Tuesday, February 16, 2010

She

When I was Secondary 4, I fell hard for an angel. As it unfolded, I wrote at the same time, documenting the happiness she made me feel and at the same time the torn feeling I felt liking her. I called it “Of Floortiles and Her” because everytime she passed me, I was so overwhelmed I couldn’t look at her at all and would start at the grey-pink tiles that lined the floor of my old school.

My memory fails me when it comes to quite pinpointing when it first started, or what triggered it off per se. The main factor was that somehow even though we were in different classes, I saw her almost everyday (or perhaps it was everyday). We had the same social studies and history class, plus I had literature with her.

There was just something about her. The way she smiled, a little shy sort of smile, like she was unsure of something, just melted my heart – and her small eyes crinkling into oblivion did nothing to aid the calming of my heart either. I wouldn’t describe what I felt for her as love in the conventional sense either. It was certainly a crush, but it seemed somehow very motherly in nature. I had absolutely neither sexual nor possessive romantic notions of her, the way one might feel in a conventional crush. Instead what I felt was an urge to protect her from the terrors of the world outside, to hold her and to take care of her and protect the good heart I saw within her from becoming hardened.

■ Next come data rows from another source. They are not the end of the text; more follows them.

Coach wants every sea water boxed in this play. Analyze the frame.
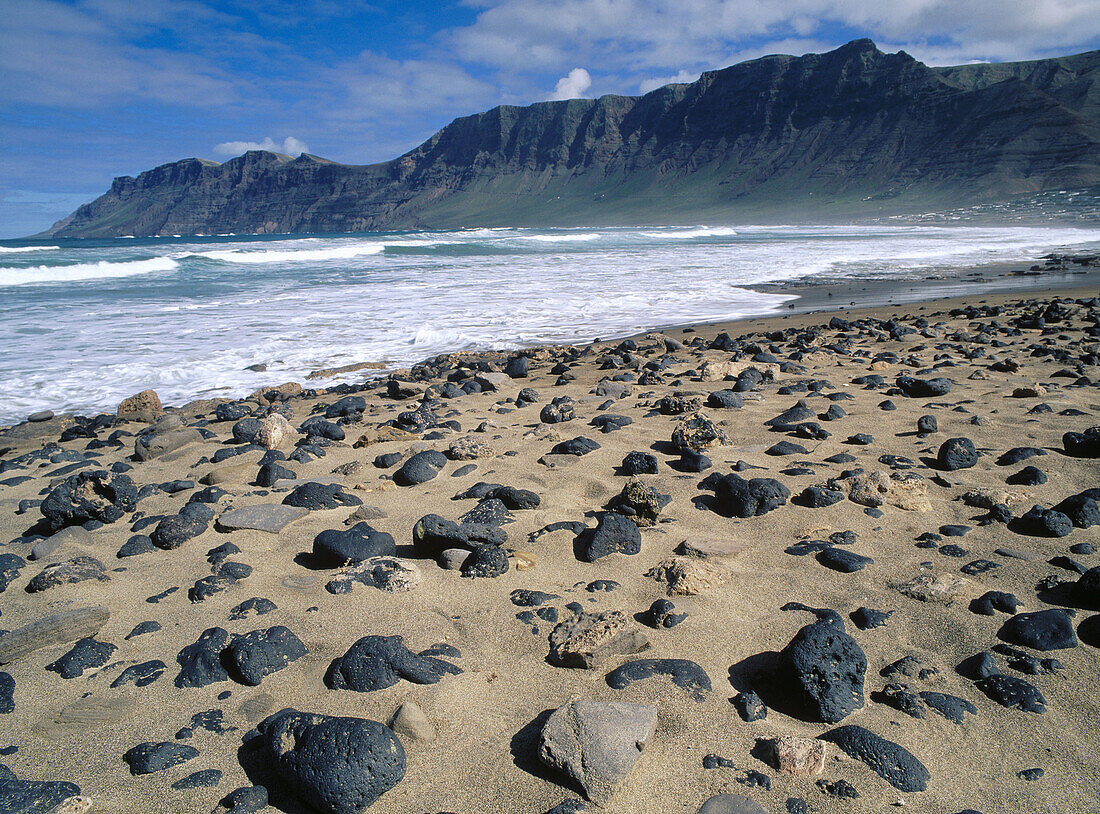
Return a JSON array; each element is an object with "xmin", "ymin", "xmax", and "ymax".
[{"xmin": 0, "ymin": 223, "xmax": 1100, "ymax": 424}]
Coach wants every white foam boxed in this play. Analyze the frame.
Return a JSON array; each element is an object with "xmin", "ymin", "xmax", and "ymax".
[
  {"xmin": 640, "ymin": 227, "xmax": 737, "ymax": 240},
  {"xmin": 0, "ymin": 246, "xmax": 61, "ymax": 254},
  {"xmin": 0, "ymin": 257, "xmax": 179, "ymax": 287},
  {"xmin": 193, "ymin": 243, "xmax": 386, "ymax": 264},
  {"xmin": 527, "ymin": 232, "xmax": 603, "ymax": 243}
]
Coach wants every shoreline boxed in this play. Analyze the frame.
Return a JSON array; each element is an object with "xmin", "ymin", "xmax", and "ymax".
[{"xmin": 0, "ymin": 255, "xmax": 1100, "ymax": 432}]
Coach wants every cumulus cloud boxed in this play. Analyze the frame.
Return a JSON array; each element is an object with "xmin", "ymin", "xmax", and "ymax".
[
  {"xmin": 213, "ymin": 135, "xmax": 309, "ymax": 156},
  {"xmin": 550, "ymin": 68, "xmax": 592, "ymax": 101},
  {"xmin": 638, "ymin": 70, "xmax": 699, "ymax": 94}
]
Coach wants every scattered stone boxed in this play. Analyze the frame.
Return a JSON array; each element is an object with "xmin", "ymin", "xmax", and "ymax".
[
  {"xmin": 997, "ymin": 608, "xmax": 1077, "ymax": 651},
  {"xmin": 779, "ymin": 619, "xmax": 867, "ymax": 724},
  {"xmin": 579, "ymin": 512, "xmax": 641, "ymax": 562},
  {"xmin": 771, "ymin": 735, "xmax": 825, "ymax": 778},
  {"xmin": 256, "ymin": 708, "xmax": 405, "ymax": 814},
  {"xmin": 936, "ymin": 438, "xmax": 978, "ymax": 472},
  {"xmin": 646, "ymin": 557, "xmax": 726, "ymax": 596},
  {"xmin": 326, "ymin": 636, "xmax": 462, "ymax": 692},
  {"xmin": 539, "ymin": 699, "xmax": 657, "ymax": 805},
  {"xmin": 122, "ymin": 740, "xmax": 199, "ymax": 777},
  {"xmin": 976, "ymin": 673, "xmax": 1046, "ymax": 714},
  {"xmin": 607, "ymin": 659, "xmax": 711, "ymax": 704},
  {"xmin": 25, "ymin": 557, "xmax": 111, "ymax": 594},
  {"xmin": 46, "ymin": 639, "xmax": 118, "ymax": 679},
  {"xmin": 549, "ymin": 611, "xmax": 649, "ymax": 669},
  {"xmin": 216, "ymin": 503, "xmax": 309, "ymax": 535},
  {"xmin": 821, "ymin": 724, "xmax": 932, "ymax": 792}
]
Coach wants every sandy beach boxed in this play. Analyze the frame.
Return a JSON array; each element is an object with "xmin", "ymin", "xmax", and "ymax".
[{"xmin": 0, "ymin": 268, "xmax": 1100, "ymax": 814}]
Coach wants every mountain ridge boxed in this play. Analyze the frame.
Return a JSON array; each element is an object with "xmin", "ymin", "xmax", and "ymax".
[{"xmin": 44, "ymin": 40, "xmax": 1100, "ymax": 237}]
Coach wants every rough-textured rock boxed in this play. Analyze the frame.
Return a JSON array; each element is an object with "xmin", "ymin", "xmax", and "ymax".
[
  {"xmin": 328, "ymin": 636, "xmax": 462, "ymax": 692},
  {"xmin": 580, "ymin": 512, "xmax": 641, "ymax": 562},
  {"xmin": 700, "ymin": 473, "xmax": 791, "ymax": 517},
  {"xmin": 217, "ymin": 503, "xmax": 309, "ymax": 535},
  {"xmin": 821, "ymin": 725, "xmax": 932, "ymax": 792},
  {"xmin": 40, "ymin": 470, "xmax": 138, "ymax": 531},
  {"xmin": 283, "ymin": 482, "xmax": 363, "ymax": 512},
  {"xmin": 936, "ymin": 438, "xmax": 978, "ymax": 472},
  {"xmin": 394, "ymin": 450, "xmax": 447, "ymax": 486},
  {"xmin": 771, "ymin": 735, "xmax": 825, "ymax": 778},
  {"xmin": 539, "ymin": 699, "xmax": 657, "ymax": 805},
  {"xmin": 672, "ymin": 413, "xmax": 729, "ymax": 452},
  {"xmin": 222, "ymin": 625, "xmax": 306, "ymax": 686},
  {"xmin": 26, "ymin": 557, "xmax": 111, "ymax": 594},
  {"xmin": 46, "ymin": 639, "xmax": 118, "ymax": 679},
  {"xmin": 646, "ymin": 557, "xmax": 727, "ymax": 596},
  {"xmin": 549, "ymin": 611, "xmax": 649, "ymax": 669},
  {"xmin": 256, "ymin": 708, "xmax": 405, "ymax": 814},
  {"xmin": 122, "ymin": 740, "xmax": 199, "ymax": 776},
  {"xmin": 150, "ymin": 502, "xmax": 215, "ymax": 551},
  {"xmin": 314, "ymin": 523, "xmax": 397, "ymax": 568},
  {"xmin": 779, "ymin": 619, "xmax": 867, "ymax": 724},
  {"xmin": 607, "ymin": 659, "xmax": 711, "ymax": 704},
  {"xmin": 0, "ymin": 605, "xmax": 111, "ymax": 664},
  {"xmin": 997, "ymin": 608, "xmax": 1077, "ymax": 650},
  {"xmin": 134, "ymin": 427, "xmax": 202, "ymax": 461},
  {"xmin": 176, "ymin": 627, "xmax": 229, "ymax": 688},
  {"xmin": 325, "ymin": 549, "xmax": 420, "ymax": 594}
]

I suppose a large part of it was due to the fact that she possessed many of the things I did not and hence respected. She was a well-liked figure in school, intelligent and a top scorer, a relatively high ranking prefect and one of the top athletes in school. I was scraping the barrel academically, thin as a reed and feeling isolated from my classmates. The disparity could not have been greater. I suppose everything just clicked nicely during that time and I started to notice my heart beating faster everytime she approached and the surge of happiness I felt when I saw her.

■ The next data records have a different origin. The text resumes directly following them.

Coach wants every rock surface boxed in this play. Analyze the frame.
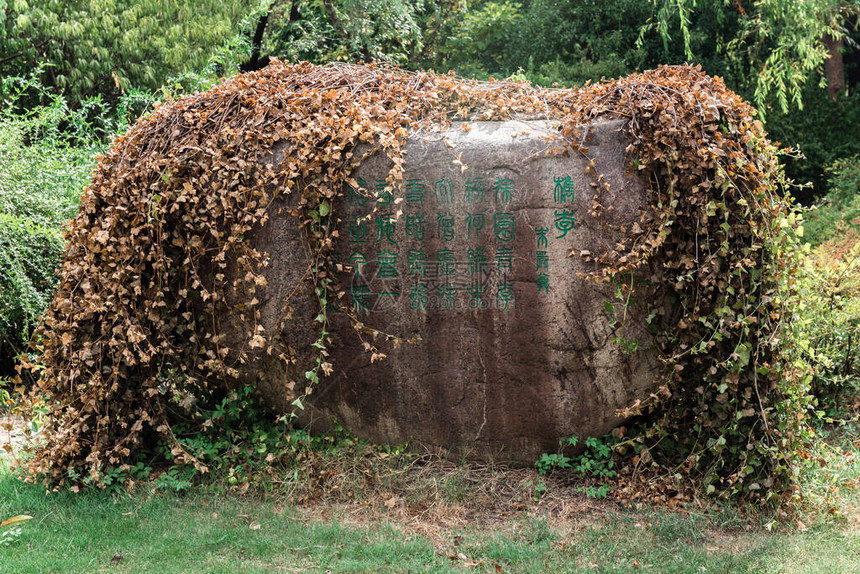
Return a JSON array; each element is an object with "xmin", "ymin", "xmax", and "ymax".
[{"xmin": 255, "ymin": 120, "xmax": 659, "ymax": 463}]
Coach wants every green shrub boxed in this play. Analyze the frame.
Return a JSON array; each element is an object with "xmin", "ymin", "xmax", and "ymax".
[
  {"xmin": 793, "ymin": 229, "xmax": 860, "ymax": 417},
  {"xmin": 804, "ymin": 155, "xmax": 860, "ymax": 246},
  {"xmin": 0, "ymin": 73, "xmax": 153, "ymax": 376}
]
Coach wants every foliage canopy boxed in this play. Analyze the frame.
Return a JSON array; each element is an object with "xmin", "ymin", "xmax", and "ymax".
[{"xmin": 20, "ymin": 61, "xmax": 808, "ymax": 506}]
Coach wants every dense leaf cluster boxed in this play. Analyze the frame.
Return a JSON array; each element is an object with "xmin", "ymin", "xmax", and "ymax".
[{"xmin": 23, "ymin": 61, "xmax": 805, "ymax": 504}]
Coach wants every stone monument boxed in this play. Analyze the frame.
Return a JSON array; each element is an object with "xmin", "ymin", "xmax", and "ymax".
[{"xmin": 255, "ymin": 120, "xmax": 659, "ymax": 463}]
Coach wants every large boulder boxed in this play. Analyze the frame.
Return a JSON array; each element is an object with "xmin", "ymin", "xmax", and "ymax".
[{"xmin": 254, "ymin": 120, "xmax": 659, "ymax": 462}]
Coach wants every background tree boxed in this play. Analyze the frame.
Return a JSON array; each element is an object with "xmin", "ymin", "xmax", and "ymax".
[
  {"xmin": 0, "ymin": 0, "xmax": 259, "ymax": 102},
  {"xmin": 242, "ymin": 0, "xmax": 424, "ymax": 70}
]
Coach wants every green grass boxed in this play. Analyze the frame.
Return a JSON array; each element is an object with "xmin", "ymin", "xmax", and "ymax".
[{"xmin": 5, "ymin": 462, "xmax": 860, "ymax": 574}]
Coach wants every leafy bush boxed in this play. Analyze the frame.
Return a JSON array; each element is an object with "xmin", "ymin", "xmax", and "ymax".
[
  {"xmin": 0, "ymin": 74, "xmax": 103, "ymax": 374},
  {"xmin": 0, "ymin": 75, "xmax": 155, "ymax": 382}
]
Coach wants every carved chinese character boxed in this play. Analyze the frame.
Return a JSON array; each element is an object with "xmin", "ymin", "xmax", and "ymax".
[
  {"xmin": 406, "ymin": 215, "xmax": 424, "ymax": 241},
  {"xmin": 466, "ymin": 213, "xmax": 484, "ymax": 239},
  {"xmin": 535, "ymin": 227, "xmax": 549, "ymax": 249},
  {"xmin": 436, "ymin": 284, "xmax": 457, "ymax": 311},
  {"xmin": 496, "ymin": 279, "xmax": 517, "ymax": 311},
  {"xmin": 349, "ymin": 251, "xmax": 367, "ymax": 276},
  {"xmin": 349, "ymin": 215, "xmax": 367, "ymax": 243},
  {"xmin": 409, "ymin": 283, "xmax": 428, "ymax": 311},
  {"xmin": 349, "ymin": 179, "xmax": 367, "ymax": 207},
  {"xmin": 493, "ymin": 176, "xmax": 514, "ymax": 205},
  {"xmin": 555, "ymin": 209, "xmax": 576, "ymax": 239},
  {"xmin": 376, "ymin": 249, "xmax": 398, "ymax": 280},
  {"xmin": 463, "ymin": 177, "xmax": 484, "ymax": 203},
  {"xmin": 552, "ymin": 175, "xmax": 574, "ymax": 203},
  {"xmin": 436, "ymin": 213, "xmax": 454, "ymax": 241},
  {"xmin": 376, "ymin": 179, "xmax": 394, "ymax": 205},
  {"xmin": 433, "ymin": 181, "xmax": 454, "ymax": 205},
  {"xmin": 493, "ymin": 213, "xmax": 515, "ymax": 243},
  {"xmin": 407, "ymin": 249, "xmax": 427, "ymax": 275},
  {"xmin": 406, "ymin": 179, "xmax": 425, "ymax": 205},
  {"xmin": 376, "ymin": 215, "xmax": 397, "ymax": 245}
]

I used to run into her in the bathroom a lot for some inexplicable reason. I think she used it a lot because she drank a lot of water whereas I just liked going for a walk in the middle of class. I did the same thing in ACSI, so I can’t be called some random bathroom stalker. I’d walk in, see her, and she’d smile at me then leave. And then I’d be floating from a massive pseudo-sugar high for the next few hours.

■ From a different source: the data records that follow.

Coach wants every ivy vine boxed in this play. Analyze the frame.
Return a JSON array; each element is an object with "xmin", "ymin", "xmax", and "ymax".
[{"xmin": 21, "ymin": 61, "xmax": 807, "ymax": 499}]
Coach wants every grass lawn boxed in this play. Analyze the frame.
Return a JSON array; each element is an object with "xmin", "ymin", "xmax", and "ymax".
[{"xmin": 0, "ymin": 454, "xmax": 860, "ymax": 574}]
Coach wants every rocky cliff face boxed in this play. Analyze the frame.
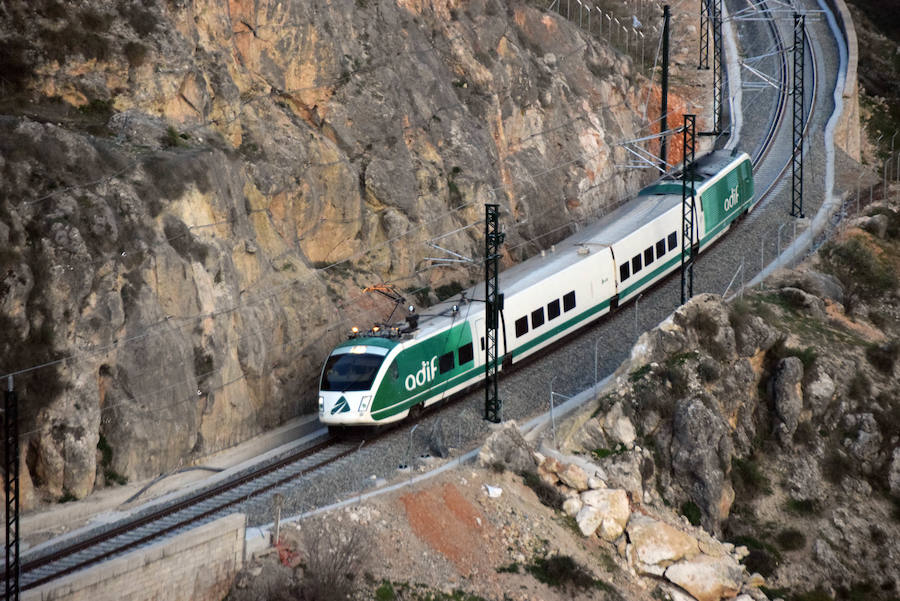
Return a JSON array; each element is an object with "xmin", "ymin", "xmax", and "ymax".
[
  {"xmin": 0, "ymin": 0, "xmax": 708, "ymax": 501},
  {"xmin": 559, "ymin": 206, "xmax": 900, "ymax": 600}
]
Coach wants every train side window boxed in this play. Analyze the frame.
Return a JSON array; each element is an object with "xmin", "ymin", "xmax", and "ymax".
[
  {"xmin": 438, "ymin": 351, "xmax": 453, "ymax": 374},
  {"xmin": 457, "ymin": 342, "xmax": 475, "ymax": 365},
  {"xmin": 547, "ymin": 299, "xmax": 562, "ymax": 321},
  {"xmin": 516, "ymin": 317, "xmax": 528, "ymax": 338}
]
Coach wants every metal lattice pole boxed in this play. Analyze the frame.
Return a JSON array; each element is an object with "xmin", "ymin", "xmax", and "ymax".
[
  {"xmin": 710, "ymin": 0, "xmax": 724, "ymax": 136},
  {"xmin": 681, "ymin": 115, "xmax": 697, "ymax": 305},
  {"xmin": 484, "ymin": 204, "xmax": 505, "ymax": 424},
  {"xmin": 3, "ymin": 376, "xmax": 19, "ymax": 601},
  {"xmin": 791, "ymin": 13, "xmax": 806, "ymax": 218},
  {"xmin": 697, "ymin": 0, "xmax": 712, "ymax": 69},
  {"xmin": 659, "ymin": 4, "xmax": 671, "ymax": 171}
]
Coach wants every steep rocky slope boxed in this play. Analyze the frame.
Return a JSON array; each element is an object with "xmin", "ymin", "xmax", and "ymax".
[
  {"xmin": 0, "ymin": 0, "xmax": 712, "ymax": 506},
  {"xmin": 229, "ymin": 198, "xmax": 900, "ymax": 601}
]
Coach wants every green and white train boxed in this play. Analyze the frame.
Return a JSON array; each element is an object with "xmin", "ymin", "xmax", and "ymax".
[{"xmin": 319, "ymin": 151, "xmax": 754, "ymax": 426}]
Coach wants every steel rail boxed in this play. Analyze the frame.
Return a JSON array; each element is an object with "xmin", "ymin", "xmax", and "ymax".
[
  {"xmin": 8, "ymin": 439, "xmax": 358, "ymax": 591},
  {"xmin": 1, "ymin": 3, "xmax": 817, "ymax": 591}
]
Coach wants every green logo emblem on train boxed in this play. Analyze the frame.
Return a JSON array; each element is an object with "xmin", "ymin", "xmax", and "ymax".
[{"xmin": 331, "ymin": 395, "xmax": 350, "ymax": 415}]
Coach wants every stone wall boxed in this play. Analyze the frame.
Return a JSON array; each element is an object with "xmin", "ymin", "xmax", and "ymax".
[{"xmin": 22, "ymin": 513, "xmax": 245, "ymax": 601}]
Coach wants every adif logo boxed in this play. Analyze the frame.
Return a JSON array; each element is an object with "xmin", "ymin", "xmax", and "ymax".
[
  {"xmin": 403, "ymin": 357, "xmax": 437, "ymax": 390},
  {"xmin": 725, "ymin": 186, "xmax": 738, "ymax": 213}
]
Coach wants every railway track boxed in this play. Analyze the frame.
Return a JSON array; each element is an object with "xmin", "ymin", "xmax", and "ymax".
[
  {"xmin": 1, "ymin": 2, "xmax": 828, "ymax": 591},
  {"xmin": 14, "ymin": 440, "xmax": 362, "ymax": 591}
]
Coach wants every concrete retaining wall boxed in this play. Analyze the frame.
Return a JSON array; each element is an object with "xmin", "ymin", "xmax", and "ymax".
[
  {"xmin": 22, "ymin": 514, "xmax": 245, "ymax": 601},
  {"xmin": 825, "ymin": 0, "xmax": 862, "ymax": 161}
]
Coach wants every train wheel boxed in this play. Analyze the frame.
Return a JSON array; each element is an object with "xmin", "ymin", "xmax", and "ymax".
[{"xmin": 406, "ymin": 403, "xmax": 425, "ymax": 421}]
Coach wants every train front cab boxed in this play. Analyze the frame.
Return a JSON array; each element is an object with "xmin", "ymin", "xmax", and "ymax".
[{"xmin": 319, "ymin": 338, "xmax": 393, "ymax": 426}]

It created a massive conflict in me because of my religion. I was and still am a Christian, and though I personally believe that homosexuality is one of the lesser sins, it is still a sin nonetheless. To others, I didn’t mind, I even respected them for having the daring to do so – but years and years of drilling had affected my consciousness and I felt guilty nonetheless. She brought such joy to my heart, yet it made me feel so guilty inside. The effect on my psyche was overwhelming and I felt so terrible inside everyday.

The last time I saw her was in July 2007 when we call convened back in school for our graduation ceremony. I was just about to leave, sweating about in my nude stockings and blouse in 30 degree humid weather (oh I can’t remember feeling that way anymore after being back in England for more than a month), I saw her leave. As she walked off, she turned around and smiled that beautiful smile at me for one last time before heading off for the rest of her life. I smiled in return.